Another oft-cited example of Six Sigma’s negative effects occurred at 3M. When former GE executive James McNerney took the helm in 2001, he instituted a rigorous Six Sigma program, which meant slashing costs, training thousands of employees to become program experts, and requiring extensive reporting on new products in the R&D pipeline. In the short term, especially in the eyes of investors, it seemed to work. Costs were brought under control, production speed increased, and operating margins rose from 17 percent to 23 percent by 2005. But researchers in the labs were stifled by the demands of the new metrics. 3M had a century-long history of innovation, but now R&D had been cut and inventors weren’t given adequate time to tinker with products before having to demonstrate successful commercialization. “We were letting, I think, the process get in the way of doing the actual invention," said Dr. Larry Wendling, staff vice president at 3M's Corporate Research Laboratory.
After McNerney’s departure for Boeing in 2005--just four years after joining the company--3M began to reevaluate Six Sigma. In addition to the friction it caused among staff, its long-term growth potential appeared compromised and there were concerns that 3M had become “a less creative company...a vitally important issue for a company whose very identity is built on innovation.”

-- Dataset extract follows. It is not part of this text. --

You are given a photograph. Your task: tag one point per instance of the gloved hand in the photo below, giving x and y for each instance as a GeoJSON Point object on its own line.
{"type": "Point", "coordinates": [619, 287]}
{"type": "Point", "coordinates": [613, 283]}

In recent years, 3M has significantly changed the way it uses Six Sigma. The company acknowledges that the program adds value in its factories, so it’s still utilized in manufacturing operations. Researchers working in the labs, however, are no longer beholden to the metrics and rubrics of Six Sigma. The shift has been successful--and there are metrics to prove it. One of the best measures of innovation efforts is the percentage of revenue that a company derives from products introduced in the last five years. At 3M, this number had traditionally hovered around 30 percent, but had dropped to 21 percent after Six Sigma’s introduction. In 2010, the number was back up to 30 percent and may soon surpass 35 percent.
I don’t mean to vilify Six Sigma unfairly. It’s just one example in a long list of top-down processes that people mistake as a silver bullet to improve their entire business. TQM, Lean Six Sigma, ISO, etc.--they all entrench organizations in policies and procedures, minimizing the organization’s innovation potential.
Today, managers are especially in a bind. They’re expected to efficiently produce outstanding short-term results, but the innovation they’re supposed to pursue could very likely hurt their careers. A 2011 PricewaterhouseCoopers survey summarizes the quandary:
“Those in middle management... found innovation disruptive to their day-to-day activities and felt it got in the way of running an efficient operation--which is what they were paid to do.”
When people’s jobs depend on meeting metrics and maintaining the status quo, can you fault them for their reluctance to expend any energy toward creation and invention?